To solve the problem step by step, we will follow these steps: ### Step 1: Calculate the initial charge on the capacitor The charge \( Q \) on a capacitor is given by the formula: \[ Q = C \times V \] Where: - \( C \) is the capacitance in farads - \( V \) is the potential difference in volts Given: - \( C = 5 \mu F = 5 \times 10^{-6} F \) - \( V = 100 V \) Calculating the charge: \[ Q = 5 \times 10^{-6} F \times 100 V = 5 \times 10^{-4} C = 500 \mu C \] ### Step 2: Understand the effect of doubling the distance between the plates When the distance between the plates of a capacitor is doubled, the capacitance \( C \) changes.

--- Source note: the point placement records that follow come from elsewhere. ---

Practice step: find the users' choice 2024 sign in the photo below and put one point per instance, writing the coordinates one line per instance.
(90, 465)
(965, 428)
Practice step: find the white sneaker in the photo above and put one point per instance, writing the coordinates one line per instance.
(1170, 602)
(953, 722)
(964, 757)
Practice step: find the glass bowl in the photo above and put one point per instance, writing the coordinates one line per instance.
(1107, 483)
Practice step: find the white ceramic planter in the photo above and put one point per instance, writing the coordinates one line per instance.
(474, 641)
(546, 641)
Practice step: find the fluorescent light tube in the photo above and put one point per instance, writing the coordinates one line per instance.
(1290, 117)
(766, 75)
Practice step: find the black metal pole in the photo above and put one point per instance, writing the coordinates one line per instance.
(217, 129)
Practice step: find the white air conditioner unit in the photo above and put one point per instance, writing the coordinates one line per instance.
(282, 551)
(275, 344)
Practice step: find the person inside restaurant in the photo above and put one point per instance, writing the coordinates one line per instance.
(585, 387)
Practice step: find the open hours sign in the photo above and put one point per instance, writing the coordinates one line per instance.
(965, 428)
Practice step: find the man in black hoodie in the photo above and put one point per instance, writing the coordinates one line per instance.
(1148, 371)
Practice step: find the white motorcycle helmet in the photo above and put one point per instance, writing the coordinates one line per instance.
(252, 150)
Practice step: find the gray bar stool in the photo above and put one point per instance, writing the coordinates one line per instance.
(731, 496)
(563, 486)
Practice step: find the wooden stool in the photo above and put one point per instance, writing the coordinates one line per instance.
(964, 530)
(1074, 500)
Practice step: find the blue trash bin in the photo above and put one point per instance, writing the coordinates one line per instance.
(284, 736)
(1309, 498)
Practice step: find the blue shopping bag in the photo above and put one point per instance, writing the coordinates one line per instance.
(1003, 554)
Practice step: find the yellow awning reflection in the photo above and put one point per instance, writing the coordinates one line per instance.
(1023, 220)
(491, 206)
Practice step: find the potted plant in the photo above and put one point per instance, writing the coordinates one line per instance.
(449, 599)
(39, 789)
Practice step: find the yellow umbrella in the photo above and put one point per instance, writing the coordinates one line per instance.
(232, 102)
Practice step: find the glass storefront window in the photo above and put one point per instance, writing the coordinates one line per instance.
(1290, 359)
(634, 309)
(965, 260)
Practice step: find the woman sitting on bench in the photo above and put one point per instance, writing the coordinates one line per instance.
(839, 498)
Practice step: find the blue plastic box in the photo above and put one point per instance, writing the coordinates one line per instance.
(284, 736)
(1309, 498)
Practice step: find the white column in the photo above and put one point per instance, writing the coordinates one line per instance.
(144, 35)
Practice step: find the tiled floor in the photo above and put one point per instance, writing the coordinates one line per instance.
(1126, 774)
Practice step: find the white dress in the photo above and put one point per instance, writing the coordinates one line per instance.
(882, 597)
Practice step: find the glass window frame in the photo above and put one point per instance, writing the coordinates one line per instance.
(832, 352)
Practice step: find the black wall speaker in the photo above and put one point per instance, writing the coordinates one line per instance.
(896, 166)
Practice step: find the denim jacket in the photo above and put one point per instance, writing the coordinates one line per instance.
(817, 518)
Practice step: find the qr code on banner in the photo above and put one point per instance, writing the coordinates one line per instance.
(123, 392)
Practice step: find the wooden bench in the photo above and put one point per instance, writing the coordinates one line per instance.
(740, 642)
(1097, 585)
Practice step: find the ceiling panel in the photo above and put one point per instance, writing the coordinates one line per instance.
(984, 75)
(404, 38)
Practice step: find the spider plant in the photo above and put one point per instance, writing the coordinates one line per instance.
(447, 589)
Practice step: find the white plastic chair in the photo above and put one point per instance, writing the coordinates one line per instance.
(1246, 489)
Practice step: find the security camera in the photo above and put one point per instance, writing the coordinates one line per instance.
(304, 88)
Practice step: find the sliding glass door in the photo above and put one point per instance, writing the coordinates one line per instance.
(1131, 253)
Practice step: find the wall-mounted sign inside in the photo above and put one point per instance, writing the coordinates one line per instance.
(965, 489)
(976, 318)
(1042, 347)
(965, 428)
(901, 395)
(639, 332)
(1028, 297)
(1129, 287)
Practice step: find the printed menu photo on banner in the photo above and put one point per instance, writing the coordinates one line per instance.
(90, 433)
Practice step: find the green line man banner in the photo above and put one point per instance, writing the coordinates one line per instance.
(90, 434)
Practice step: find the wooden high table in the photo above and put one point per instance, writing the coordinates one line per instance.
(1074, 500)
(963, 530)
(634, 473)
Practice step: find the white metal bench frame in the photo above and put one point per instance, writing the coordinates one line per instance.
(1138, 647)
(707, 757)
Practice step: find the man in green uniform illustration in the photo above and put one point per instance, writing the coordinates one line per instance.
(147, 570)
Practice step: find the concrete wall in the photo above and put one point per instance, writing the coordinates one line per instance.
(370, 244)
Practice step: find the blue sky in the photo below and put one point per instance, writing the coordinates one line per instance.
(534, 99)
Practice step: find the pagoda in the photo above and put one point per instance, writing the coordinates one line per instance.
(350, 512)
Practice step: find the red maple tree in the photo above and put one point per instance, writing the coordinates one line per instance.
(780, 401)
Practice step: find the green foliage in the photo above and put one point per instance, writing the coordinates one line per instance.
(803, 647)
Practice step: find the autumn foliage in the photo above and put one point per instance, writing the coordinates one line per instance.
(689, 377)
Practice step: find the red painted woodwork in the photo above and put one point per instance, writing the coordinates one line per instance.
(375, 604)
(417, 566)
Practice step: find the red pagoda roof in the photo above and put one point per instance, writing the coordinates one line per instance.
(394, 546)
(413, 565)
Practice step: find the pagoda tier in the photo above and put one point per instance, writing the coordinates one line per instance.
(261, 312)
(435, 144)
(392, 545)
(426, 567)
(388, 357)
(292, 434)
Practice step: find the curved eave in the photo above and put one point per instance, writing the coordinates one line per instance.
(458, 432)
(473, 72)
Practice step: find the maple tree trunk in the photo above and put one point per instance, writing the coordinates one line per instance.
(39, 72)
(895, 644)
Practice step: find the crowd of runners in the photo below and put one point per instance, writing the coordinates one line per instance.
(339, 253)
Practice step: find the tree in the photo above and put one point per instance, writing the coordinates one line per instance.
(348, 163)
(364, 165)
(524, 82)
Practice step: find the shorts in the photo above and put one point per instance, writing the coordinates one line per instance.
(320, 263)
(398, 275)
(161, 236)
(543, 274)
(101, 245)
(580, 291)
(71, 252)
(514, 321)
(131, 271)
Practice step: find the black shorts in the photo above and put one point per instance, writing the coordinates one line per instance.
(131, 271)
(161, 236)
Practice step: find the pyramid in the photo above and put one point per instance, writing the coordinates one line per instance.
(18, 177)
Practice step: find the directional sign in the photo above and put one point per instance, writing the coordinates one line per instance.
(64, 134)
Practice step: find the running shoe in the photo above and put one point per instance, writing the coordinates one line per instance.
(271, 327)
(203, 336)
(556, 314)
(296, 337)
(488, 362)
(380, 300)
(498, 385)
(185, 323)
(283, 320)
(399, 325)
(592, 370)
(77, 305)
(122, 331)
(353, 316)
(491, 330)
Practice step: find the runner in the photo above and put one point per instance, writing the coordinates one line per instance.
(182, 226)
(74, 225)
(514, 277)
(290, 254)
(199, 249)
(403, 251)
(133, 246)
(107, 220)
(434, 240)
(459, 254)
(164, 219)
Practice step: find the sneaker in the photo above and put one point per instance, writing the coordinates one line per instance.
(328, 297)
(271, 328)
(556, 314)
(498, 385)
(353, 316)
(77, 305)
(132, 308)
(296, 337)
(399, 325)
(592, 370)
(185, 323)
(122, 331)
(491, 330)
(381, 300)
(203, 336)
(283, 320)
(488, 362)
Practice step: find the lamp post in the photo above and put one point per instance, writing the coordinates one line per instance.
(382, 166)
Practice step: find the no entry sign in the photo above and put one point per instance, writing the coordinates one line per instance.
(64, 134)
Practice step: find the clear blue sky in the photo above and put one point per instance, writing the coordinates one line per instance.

The capacitance \( C \) is inversely proportional to the distance \( d \) between the plates: \[ C' = \frac{C}{2} \] So the new capacitance \( C' \) when the distance is doubled becomes: \[ C' = \frac{5 \mu F}{2} = 2.5 \mu F \] ### Step 3: Calculate the initial potential energy of the capacitor The potential energy \( U \) stored in a capacitor is given by: \[ U = \frac{1}{2} C V^2 \] Calculating the initial potential energy \( U_i \): \[ U_i = \frac{1}{2} \times 5 \times 10^{-6} F \times (100 V)^2 \] \[ U_i = \frac{1}{2} \times 5 \times 10^{-6} \times 10000 = \frac{1}{2} \times 5 \times 10^{-2} = 2.5 \times 10^{-2} J = 25 mJ \] ### Step 4: Calculate the final potential energy after the distance is doubled Now, we calculate the potential energy \( U_f \) with the new capacitance \( C' \): \[ U_f = \frac{1}{2} C' V'^2 \] Since the charge \( Q \) remains constant, we can find the new voltage \( V' \) using: \[ Q = C' V' \implies V' = \frac{Q}{C'} = \frac{500 \times 10^{-6}}{2.5 \times 10^{-6}} = 200 V \] Now calculating the final potential energy: \[ U_f = \frac{1}{2} \times 2.5 \times 10^{-6} F \times (200 V)^2 \] \[ U_f = \frac{1}{2} \times 2.5 \times 10^{-6} \times 40000 = \frac{1}{2} \times 0.1 = 0.05 J = 50 mJ \] ### Step 5: Calculate the work done to separate the plates The work done \( W \) is the difference in potential energy: \[ W = U_f - U_i \] \[ W = 50 mJ - 25 mJ = 25 mJ \] ### Final Answer: The minimum work needed to pull the plates of the capacitor apart so that the distance between them doubles is \( \boxed{25 \, mJ} \). ---